Joaquin Phoenix became the star of director Todd Phillips’ Joker in a roundabout way. He was never looking to be a big box office superhero juggernaut, nor did he have an obsession to play a comic character. He wanted to get into a complicated character’s head and the R-rated take on the Batman villain gave him the opportunity. The film’s win at the Venice Film Festival has kickstarted buzz for his performance and the film at large, but Phoenix and Phillips are still looking to take fans behind the scenes to understand how the gritty origin story was put together — including aspects like Phoenix’s extreme weight loss.

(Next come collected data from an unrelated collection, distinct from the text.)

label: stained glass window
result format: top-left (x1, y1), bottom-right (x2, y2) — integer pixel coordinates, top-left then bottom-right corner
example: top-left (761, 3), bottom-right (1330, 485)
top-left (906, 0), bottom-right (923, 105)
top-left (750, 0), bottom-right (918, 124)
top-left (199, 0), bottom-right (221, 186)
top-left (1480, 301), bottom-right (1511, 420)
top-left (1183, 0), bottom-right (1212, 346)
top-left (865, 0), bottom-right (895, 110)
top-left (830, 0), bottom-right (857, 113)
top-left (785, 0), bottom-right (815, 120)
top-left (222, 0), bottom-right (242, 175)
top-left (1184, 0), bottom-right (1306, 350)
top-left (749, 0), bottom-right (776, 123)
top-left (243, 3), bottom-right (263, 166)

Speaking to The New York Times, Phoenix was candid about his experiences with losing weight for roles. “It’s a horrible way to live,” Phoenix said. In fact, when conceiving of his personal Joker, the film’s Arthur Fleck, he had a totally different vision for the character’s build. “I think he should be kind of heavy,” the actor explained. But his director disagreed. “Todd was like, ‘I think you should do the real thin person’,” said Phoenix, referencing the more classical Joker look from the comics and animated shows that made the Clown Prince of Crime into an otherworldly spindle. To make that a reality, Phoenix needed to lose a lot of weight: 52 pounds in total.
It’s been reported that this extreme weight loss had a psychological impact on his performance, which also counted dancing, greasepaint application, and joke-journaling among its many preparatory activities. “It turns out that affects your psychology,” Phoenix said. “You start to go mad."
At that point, minor complications on set — like ditching scenes when he wasn’t vibing with them — seem par for the course. “In the middle of the scene, he’ll just walk away and walk out,” Phillips said. “And the poor other actor thinks it’s them and it was never them — it was always him, and he just wasn’t feeling it.” But then “we’ll take a walk and we’ll come back and we’ll do it,” Phillips said. But it’s not like he was overly difficult for his co-stars. “Joaquin was very intense in what he was doing, as it should be, as he should be,” said Robert De Niro, who plays a self-referential talk show host. “There’s nothing to talk about, personally, on the side, ‘Let’s have coffee.’ Let’s just do the stuff.”
In fact, Phoenix was so committed to the character study side of the film that the comic elements were road bumps rather than perks. “He never liked saying the name Thomas Wayne,” Phillips said. Makes sense that this Joker will never meet Robert Pattinson's Batman. “It would have been easier for him if the movie was called ‘Arthur’ and had nothing to do with any of that stuff. But in the long run, I think he got it and appreciated it.”
Will fans appreciate Phoenix’s sacrifice and Phillips’ vision of the infamous character? Or will Phoenix’s idea of the villain, heavy and strange, go unfulfilled? Audiences can see for themselves when Joker hits theaters on Oct. 4.